Listing: Unit Test and implementation for a_module

A unit test is commonly put in the source file of the module under test. the listing shows the simple set-up for a unit test. With #[cfg(test)] the Rust compiler only includes the test modules if the option test is enabled during the build. #[test] adds a function to the test runner, which is generated automatically.

[project]/tests/integration_test.rs

use a_module;

#[test]
fn test_public_interface() {
    assert_eq!(7, a_module::a_public_function(42, 35));
}

Listing: Integration Test for a_module

There is also support for integration tests. They are put in a separate directory in the project root called tests/. Comparing the integration test in the listing to unit test above, shows that #[cfg(test)] is not necessary anymore as the test is separate module. Further, can only the public functions be accessed.

Cargo

Cargo is the build system and package manager for Rust. In contrast to C/C++ projects using CMake or Makefiles in Rust we do not need to list the sources. The mandatory project structure (i.e. sources in the src/ directory) allow Cargo and the compiler to resolve file dependencies automatically.

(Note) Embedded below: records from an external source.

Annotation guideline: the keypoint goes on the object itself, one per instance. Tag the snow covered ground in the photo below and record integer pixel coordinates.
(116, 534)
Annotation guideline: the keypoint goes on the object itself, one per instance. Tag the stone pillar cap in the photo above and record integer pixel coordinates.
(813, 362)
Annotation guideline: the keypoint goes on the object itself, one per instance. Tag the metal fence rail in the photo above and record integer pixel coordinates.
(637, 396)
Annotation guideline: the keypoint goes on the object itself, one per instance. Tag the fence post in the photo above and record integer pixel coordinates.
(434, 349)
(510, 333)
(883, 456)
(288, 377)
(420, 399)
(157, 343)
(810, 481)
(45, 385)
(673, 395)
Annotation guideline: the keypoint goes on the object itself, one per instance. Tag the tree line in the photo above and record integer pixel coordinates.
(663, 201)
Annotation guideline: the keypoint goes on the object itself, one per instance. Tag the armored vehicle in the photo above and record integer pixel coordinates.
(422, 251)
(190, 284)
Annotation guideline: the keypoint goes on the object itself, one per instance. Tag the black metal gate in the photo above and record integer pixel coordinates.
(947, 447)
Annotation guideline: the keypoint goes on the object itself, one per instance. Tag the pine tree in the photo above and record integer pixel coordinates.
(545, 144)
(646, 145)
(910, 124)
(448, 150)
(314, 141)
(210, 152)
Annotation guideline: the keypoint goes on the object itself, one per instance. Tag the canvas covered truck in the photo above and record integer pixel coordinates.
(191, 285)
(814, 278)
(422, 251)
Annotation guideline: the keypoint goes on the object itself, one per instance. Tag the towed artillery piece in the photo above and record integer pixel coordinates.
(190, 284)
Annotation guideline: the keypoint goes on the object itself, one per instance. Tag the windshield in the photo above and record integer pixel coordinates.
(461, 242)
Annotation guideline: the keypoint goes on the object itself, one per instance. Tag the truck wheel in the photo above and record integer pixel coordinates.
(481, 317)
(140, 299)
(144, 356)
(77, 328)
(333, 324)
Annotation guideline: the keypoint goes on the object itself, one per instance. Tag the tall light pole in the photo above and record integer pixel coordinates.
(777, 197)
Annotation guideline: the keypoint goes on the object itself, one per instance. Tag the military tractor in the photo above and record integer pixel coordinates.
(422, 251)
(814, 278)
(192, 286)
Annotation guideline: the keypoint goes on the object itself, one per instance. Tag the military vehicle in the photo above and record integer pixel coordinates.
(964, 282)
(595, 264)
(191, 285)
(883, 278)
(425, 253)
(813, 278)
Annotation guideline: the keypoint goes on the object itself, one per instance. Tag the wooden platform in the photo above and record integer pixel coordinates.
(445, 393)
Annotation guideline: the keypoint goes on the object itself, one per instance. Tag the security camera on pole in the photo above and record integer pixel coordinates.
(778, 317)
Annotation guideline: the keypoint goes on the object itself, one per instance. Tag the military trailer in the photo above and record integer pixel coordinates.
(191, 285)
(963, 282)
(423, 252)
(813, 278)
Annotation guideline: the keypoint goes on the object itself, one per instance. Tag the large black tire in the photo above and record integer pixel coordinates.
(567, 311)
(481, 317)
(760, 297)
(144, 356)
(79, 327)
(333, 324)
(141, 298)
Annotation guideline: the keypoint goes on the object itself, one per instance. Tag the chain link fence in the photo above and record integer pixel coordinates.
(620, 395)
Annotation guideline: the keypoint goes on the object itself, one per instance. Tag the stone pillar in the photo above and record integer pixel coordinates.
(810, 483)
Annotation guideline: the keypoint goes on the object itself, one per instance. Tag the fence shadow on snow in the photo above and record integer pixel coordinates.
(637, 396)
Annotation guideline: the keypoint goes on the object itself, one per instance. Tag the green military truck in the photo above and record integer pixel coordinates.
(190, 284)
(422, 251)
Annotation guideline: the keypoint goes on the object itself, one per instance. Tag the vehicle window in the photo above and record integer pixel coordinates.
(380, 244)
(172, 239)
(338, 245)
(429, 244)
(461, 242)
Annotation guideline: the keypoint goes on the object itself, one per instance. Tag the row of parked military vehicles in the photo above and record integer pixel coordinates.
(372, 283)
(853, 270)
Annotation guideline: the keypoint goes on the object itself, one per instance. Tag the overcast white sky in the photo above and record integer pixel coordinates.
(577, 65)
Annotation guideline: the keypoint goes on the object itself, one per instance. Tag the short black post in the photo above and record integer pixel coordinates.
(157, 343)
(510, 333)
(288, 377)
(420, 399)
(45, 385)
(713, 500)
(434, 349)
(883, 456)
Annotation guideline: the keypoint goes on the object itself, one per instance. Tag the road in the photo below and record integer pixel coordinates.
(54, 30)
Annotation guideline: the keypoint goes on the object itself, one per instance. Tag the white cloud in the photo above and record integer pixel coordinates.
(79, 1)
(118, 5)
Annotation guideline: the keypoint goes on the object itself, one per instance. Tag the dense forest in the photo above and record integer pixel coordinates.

Managing dependencies in C/C++ projects for embedded systems has not been great. With git submodules or CMakes FetchContent() command it is possible to avoid manually copying files between projects. Yet managing dependencies with Cargo is much easier. Mainly because the whole community uses the same system. All crates (packages) are hosted on crates.io, code documentation is done in the source file with comments similar to doxygen and are automatically build and hosted. [1, pp. 161]

[package]
name = "project_name"
version = "0.1.0"
authors = ["Stefan Lüthi <stefan.luethi@bfh.ch>"]
edition = "2018"

[dependencies]
embedded-hal = "0.2"
panic-itm = "0.4.1"

Listing: Cargo project file for an executable

A simple Cargo project file for an executable is shown in the listing. The first section contains some information about the project, after that more options such as dependencies with specific versions are listed.